Tuesday , February 13, 2018 - 10:30 AM
(c) 2018, Bloomberg.
President Donald Trump told lawmakers that tariffs are an option to prevent what he called “dumping” of steel and aluminum imports “by many countries” including China.
“Part of the options would be tariffs,” Trump said at the beginning of a meeting with members of Congress from both parties. “I want to keep prices down but I want to make sure that we have a steel industry.”
Trump’s meeting with the 19 lawmakers -- four Democrats and 15 Republicans -- led off with discussion of his administration’s investigation of steel and aluminum imports. Commerce Secretary Wilbur Ross submitted his department’s final reports on the metals to Trump in January, and the president has until mid-April to decide on any potential action, which could include tariffs.
Trump instructed the Commerce Department last year to probe whether imports of steel and aluminum represent a threat to U.S. national security, under the seldom-used Section 232 of the Trade Expansion Act of 1962. The investigations are seen to primarily target China, which the U.S. blames for creating excess capacity and dragging down global prices. A separate U.S. probe into China’s intellectual property practices is also clouding trade relations.

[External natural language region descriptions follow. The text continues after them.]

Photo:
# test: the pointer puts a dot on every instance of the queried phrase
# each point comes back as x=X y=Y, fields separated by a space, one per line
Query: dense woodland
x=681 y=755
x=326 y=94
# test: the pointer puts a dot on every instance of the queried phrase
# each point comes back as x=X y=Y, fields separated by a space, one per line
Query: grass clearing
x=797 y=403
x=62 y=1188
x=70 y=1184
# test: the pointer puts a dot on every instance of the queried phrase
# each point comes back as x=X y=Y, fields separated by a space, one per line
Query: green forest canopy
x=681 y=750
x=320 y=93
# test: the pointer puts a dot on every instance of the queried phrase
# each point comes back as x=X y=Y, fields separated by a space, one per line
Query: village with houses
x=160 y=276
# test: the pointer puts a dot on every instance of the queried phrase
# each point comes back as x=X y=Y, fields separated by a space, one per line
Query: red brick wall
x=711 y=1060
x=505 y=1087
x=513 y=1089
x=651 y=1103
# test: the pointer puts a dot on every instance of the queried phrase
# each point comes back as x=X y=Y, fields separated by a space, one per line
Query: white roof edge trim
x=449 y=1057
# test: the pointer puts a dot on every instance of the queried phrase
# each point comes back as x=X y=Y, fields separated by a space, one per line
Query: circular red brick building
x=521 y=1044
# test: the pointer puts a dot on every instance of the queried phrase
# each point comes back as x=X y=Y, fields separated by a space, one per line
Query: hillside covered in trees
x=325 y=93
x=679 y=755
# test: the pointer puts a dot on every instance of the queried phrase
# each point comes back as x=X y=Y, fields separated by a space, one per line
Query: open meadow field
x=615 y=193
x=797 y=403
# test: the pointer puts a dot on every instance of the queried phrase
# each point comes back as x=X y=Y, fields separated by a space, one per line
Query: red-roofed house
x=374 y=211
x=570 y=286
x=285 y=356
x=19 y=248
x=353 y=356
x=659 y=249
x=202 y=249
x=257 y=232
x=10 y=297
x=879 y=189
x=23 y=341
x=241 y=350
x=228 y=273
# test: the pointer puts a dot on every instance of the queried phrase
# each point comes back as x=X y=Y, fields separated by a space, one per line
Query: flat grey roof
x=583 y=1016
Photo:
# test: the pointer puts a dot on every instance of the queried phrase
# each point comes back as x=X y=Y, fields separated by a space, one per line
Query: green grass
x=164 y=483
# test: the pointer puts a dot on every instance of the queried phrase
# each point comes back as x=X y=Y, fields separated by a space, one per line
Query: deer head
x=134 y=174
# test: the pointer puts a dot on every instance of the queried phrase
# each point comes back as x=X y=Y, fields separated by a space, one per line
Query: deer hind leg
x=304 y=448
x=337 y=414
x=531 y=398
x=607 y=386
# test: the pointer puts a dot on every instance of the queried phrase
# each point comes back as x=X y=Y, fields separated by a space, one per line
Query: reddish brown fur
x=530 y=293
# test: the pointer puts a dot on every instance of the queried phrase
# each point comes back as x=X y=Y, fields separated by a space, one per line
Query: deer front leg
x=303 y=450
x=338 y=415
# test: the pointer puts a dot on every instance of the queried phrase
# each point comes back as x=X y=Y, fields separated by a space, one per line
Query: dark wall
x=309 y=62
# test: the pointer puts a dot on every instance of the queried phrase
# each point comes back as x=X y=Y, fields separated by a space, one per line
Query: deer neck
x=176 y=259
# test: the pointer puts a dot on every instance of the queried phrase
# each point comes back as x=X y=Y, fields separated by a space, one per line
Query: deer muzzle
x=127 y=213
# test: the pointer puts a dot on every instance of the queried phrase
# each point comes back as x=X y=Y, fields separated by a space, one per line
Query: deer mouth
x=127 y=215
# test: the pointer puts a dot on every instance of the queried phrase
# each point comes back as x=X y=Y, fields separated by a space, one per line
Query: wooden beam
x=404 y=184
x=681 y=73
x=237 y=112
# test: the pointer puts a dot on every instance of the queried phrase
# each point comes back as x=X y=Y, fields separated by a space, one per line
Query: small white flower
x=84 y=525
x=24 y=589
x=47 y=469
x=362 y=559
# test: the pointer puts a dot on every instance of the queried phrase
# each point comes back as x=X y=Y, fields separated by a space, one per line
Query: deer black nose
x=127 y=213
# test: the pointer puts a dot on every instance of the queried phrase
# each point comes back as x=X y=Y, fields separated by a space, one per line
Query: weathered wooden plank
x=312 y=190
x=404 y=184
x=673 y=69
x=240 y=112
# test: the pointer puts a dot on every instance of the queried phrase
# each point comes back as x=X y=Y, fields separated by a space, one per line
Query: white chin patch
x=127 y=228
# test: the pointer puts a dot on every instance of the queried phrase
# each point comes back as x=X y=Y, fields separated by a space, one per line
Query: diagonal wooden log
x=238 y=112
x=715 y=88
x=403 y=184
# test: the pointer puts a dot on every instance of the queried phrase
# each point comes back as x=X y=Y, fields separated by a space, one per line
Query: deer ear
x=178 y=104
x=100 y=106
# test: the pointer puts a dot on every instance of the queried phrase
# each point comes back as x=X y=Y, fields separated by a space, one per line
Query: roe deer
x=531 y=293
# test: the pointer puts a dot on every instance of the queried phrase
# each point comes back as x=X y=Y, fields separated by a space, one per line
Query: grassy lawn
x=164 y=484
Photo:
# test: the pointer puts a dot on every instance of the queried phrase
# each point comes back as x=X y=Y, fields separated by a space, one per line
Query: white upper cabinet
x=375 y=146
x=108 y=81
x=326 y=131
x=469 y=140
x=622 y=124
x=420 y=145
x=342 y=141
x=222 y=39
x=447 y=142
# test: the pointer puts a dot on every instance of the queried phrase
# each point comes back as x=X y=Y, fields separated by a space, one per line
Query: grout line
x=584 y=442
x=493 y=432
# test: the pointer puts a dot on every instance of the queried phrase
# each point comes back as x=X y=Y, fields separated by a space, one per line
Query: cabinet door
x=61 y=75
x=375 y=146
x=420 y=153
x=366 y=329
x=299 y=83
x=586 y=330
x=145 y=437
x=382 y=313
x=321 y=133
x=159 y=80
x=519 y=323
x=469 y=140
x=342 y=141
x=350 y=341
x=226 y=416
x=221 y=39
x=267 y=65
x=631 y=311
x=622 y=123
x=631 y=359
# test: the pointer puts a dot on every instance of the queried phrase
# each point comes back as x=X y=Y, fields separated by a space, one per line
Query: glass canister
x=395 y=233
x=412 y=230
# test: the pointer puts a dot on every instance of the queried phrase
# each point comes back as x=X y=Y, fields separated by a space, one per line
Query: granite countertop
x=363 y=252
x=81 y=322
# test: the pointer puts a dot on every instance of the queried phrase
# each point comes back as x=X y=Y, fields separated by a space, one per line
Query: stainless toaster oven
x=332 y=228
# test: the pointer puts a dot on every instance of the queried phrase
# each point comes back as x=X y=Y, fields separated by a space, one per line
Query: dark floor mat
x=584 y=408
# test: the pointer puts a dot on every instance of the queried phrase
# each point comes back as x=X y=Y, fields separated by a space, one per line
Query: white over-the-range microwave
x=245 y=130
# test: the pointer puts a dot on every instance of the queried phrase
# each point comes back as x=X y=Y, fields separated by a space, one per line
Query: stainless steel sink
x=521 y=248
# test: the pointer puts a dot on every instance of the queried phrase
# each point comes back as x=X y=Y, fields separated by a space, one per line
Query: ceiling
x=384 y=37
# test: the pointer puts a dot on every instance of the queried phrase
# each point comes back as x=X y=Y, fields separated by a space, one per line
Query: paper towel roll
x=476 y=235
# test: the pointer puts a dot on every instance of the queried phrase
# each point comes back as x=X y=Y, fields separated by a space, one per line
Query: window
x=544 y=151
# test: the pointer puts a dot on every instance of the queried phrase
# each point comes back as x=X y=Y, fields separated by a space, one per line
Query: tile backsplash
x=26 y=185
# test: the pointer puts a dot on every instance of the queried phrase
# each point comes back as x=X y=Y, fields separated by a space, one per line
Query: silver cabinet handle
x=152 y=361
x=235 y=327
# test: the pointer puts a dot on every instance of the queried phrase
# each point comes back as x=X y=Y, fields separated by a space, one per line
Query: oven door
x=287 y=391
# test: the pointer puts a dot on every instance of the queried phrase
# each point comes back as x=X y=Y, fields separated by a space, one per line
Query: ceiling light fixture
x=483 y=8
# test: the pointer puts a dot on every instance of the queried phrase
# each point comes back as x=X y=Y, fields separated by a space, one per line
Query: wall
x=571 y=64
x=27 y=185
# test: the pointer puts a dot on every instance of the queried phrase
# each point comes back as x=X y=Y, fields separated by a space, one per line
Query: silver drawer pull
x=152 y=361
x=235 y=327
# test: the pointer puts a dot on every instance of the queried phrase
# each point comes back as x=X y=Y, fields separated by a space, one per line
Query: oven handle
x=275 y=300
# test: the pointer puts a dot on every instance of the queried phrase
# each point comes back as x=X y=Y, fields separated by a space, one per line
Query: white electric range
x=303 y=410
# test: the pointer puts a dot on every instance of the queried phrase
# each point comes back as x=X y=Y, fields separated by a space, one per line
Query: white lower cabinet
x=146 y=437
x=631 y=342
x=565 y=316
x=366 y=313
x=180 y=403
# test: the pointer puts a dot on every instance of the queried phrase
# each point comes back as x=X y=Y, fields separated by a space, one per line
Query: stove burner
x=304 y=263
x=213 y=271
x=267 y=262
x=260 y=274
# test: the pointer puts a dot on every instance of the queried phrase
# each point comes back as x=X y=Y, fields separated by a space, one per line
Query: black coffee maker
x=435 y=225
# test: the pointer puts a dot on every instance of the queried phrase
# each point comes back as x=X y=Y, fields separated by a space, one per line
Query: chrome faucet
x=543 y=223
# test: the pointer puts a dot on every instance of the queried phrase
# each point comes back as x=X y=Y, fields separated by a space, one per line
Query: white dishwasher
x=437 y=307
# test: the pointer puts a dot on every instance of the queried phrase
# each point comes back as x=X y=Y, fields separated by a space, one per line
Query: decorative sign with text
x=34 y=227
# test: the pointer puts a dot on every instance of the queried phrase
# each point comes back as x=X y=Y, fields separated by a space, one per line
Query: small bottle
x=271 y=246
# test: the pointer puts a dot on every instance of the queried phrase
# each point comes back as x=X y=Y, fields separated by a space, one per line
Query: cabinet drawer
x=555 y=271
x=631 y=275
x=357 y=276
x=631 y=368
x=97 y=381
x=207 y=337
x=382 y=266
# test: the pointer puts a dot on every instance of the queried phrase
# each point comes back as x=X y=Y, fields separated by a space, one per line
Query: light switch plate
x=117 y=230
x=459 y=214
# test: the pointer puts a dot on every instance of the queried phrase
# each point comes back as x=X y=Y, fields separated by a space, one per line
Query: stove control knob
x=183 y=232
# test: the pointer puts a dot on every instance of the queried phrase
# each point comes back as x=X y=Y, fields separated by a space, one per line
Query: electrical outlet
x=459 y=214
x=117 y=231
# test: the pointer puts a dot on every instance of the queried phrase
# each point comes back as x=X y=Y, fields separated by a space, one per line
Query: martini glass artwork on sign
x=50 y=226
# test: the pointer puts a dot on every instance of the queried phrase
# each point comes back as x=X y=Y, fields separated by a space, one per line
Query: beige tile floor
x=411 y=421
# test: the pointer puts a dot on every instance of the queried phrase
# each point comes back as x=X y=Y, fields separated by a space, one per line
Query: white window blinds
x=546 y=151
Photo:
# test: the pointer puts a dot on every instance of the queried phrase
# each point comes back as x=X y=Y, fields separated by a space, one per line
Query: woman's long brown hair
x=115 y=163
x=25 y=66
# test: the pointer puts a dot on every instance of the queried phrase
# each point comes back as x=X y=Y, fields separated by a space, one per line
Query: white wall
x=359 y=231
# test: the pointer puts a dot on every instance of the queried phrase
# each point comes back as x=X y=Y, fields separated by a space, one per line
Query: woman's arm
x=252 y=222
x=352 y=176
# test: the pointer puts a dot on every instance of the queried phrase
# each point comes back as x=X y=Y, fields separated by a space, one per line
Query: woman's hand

Some Republican lawmakers challenged the idea of enacting tariffs based on a 232 finding.
“Invoking national security when I think it’s really hard to make that case invites retaliation,” Sen. Pat Toomey, a Pennsylvania Republican, told Trump.
Sen. Mike Lee, a Utah Republican, added: “You would end up with net job losses,” noting U.S. industrial dependence on steel. He said only 3 percent of imported steel is used for national-security purposes, potentially undermining Trump’s argument.
Trump responded that the number would go up as the U.S. increases defense spending in coming years.
A White House spokeswoman Lindsay Walters, said Tuesday that the meeting “is part of the president’s commitment to ensure fair and reciprocal trade policies that support the American worker and grow the American economy.”
Trump has frequently accused China of unfair trading practices, and he recently told Chinese President Xi Jinping that the U.S. trade deficit with China is “unsustainable.” The prospect of Trump turning tough trade rhetoric into action increased last month after he slapped tariffs on solar panels and washing machines, in his first major punitive trade action since taking office.
Trump said on Monday that he would soon announce a “reciprocal tax” -- a tax on imports from other countries at the same rates those countries impose on U.S. products.
“So we’re going to be doing very much a reciprocal tax,” Trump said. “And you’ll be hearing about that during the week and during the coming months.”
But an administration official said later on Monday that there isn’t a proposal for a reciprocal tax in the works.
Trump nonetheless doubled down on his call for a reciprocal tax in the meeting Tuesday.
“I think we should have a reciprocal tax. That’s called fair trade,” Trump said. He added that that “we’re like the stupid people” if we continue paying tariffs imposed by other countries while allowing their products to enter the U.S. with lower duties.
Still, he conceded the U.S. may not impose the levy in the end.
A House Republican proposal to tax imports, known as the border-adjusted tax, was removed from tax revamp plans after facing intense opposition from import-heavy industries such as retailers, and a cool reception from Senate lawmakers. Ultimately, no such import tax made it into the tax law that passed in December.